Événements commémoratifs à la Stadtkirche
Deux ans après une attaque islamiste au couteau à Solingen qui a fait trois morts et plusieurs blessés, la ville se rassemble le 23 août 2026 pour se souvenir des victimes. La commémoration a lieu devant la Stadtkirche autour d'une pierre commémorative que les visiteurs entretiennent continuellement avec des fleurs, des bougies et des lampes. Les membres de la communauté, les représentants civiques et le personnel d'urgence se joignent pour des discours, de la musique et un souvenir partagé tout au long de la journée. Une minute de silence est prévue dans toute la ville à 21h37, heure exacte du début des coups de couteau.
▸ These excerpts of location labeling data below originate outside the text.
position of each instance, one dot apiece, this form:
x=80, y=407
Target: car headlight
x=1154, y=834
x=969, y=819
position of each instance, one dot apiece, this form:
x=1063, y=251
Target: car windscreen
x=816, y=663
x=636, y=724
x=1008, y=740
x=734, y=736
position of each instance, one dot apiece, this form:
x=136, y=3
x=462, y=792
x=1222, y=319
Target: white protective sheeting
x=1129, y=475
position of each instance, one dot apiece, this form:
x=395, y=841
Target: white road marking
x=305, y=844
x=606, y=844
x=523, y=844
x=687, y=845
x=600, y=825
Il y a toujours une nouvelle lampe, une nouvelle bougie, un nouveau bouquet de fleurs.
L'attaque du Fronhof
L'attaque s'est produite lors du festival du 650e anniversaire des droits de la ville de Solingen le 23 août 2024. Pendant un concert en plein air sur la place centrale du Fronhof, l'agresseur s'est déplacé dans la foule et a poignardé des spectateurs par derrière, visant directement leur cou. La violence a fait trois morts, dont une femme qui dansait quelques instants plus tôt et qui est morte dans les bras de son mari gravement blessé, et a laissé de nombreux autres blessés. L'intervention médicale immédiate des témoins et des secouristes a sauvé quatre personnes grièvement blessées d'une perte de sang mortelle. L'assaillant, identifié comme étant Issa al H., un Syrien débouté du droit d'asile, a été arrêté par la police environ 25 heures après l'incident.
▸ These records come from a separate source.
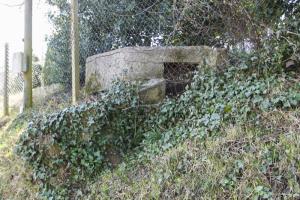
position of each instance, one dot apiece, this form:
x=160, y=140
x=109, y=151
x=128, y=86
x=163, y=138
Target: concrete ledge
x=144, y=63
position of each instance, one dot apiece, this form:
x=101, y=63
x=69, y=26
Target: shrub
x=67, y=148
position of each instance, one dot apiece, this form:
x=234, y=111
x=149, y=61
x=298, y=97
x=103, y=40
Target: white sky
x=12, y=27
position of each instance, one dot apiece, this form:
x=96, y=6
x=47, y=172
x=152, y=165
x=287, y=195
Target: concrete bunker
x=164, y=70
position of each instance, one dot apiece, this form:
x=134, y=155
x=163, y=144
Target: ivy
x=67, y=148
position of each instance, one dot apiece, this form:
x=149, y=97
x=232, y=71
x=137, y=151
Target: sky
x=12, y=27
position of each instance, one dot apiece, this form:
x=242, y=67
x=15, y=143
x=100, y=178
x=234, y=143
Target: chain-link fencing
x=106, y=25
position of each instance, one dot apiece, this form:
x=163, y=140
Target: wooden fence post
x=75, y=52
x=5, y=82
x=27, y=101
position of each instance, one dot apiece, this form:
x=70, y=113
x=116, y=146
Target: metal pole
x=27, y=101
x=75, y=52
x=5, y=84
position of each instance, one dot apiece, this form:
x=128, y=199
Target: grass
x=245, y=162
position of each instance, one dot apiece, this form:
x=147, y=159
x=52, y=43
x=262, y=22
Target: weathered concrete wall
x=145, y=63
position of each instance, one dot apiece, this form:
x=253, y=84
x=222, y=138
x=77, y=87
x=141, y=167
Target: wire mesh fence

- Une attaque au couteau débute pendant un concert sur la place du Fronhof lors du festival du 650e anniversaire de la ville
- La police arrête le suspect syrien Issa al H. environ 25 heures après les coups de couteau
- Solingen organise un service commémoratif avec une minute de silence prévue à 21h37
Traumatisme à long terme et soutien aux survivants
Pour de nombreux survivants et familles endeuillées, les effets psychologiques restent une partie active de la vie quotidienne. Simon Rampp, avocat représentant neuf victimes et proches, a noté que l'incident a modifié la façon dont les clients gèrent leurs routines quotidiennes, plusieurs d'entre eux faisant état d'une vigilance persistante dans les espaces publics. D'autres résidents concernés évitent complètement le Fronhof ou les événements publics bondés. La surintendante du district ecclésiastique, Ilka Werner, a expliqué que des incidents violents ultérieurs en Allemagne, comme une attaque lors d'un événement Christopher Street Day à Berlin, ravivent souvent des souvenirs douloureux pour les habitants qui s'identifient comme des victimes potentielles aléatoires.
L'acte a changé les gens.
Rétablissement des secouristes et dialogue citoyen
L'opération d'urgence a imposé de lourdes demandes aux services municipaux qui avaient déjà géré plusieurs incidents exigeants au cours des mois précédents. Le chef des pompiers de Solingen, Sebastian Wagner, a raconté avoir observé la tension sur les visages des pompiers et des médecins urgentistes pratiquant la réanimation et traitant des pertes de sang sévères. Le service a fourni des programmes de soutien psychosocial approfondis aux équipes participantes, et Wagner a confirmé que tout le personnel ayant suivi un traitement est retourné en service actif.
Tous sont de retour au sein des pompiers et tous sont de retour en service.
Des chercheurs du centre ConflictA de l'université de Bielefeld étudient les réponses communautaires à Solingen, Halle, Hanau et Magdebourg. La chef de projet Mareike Wilke a souligné qu'il est essentiel de créer des espaces de conversation après des incidents violents, car des litiges secondaires surviennent souvent concernant les lieux de commémoration, l'attention politique ou les lettres de condoléances manquantes.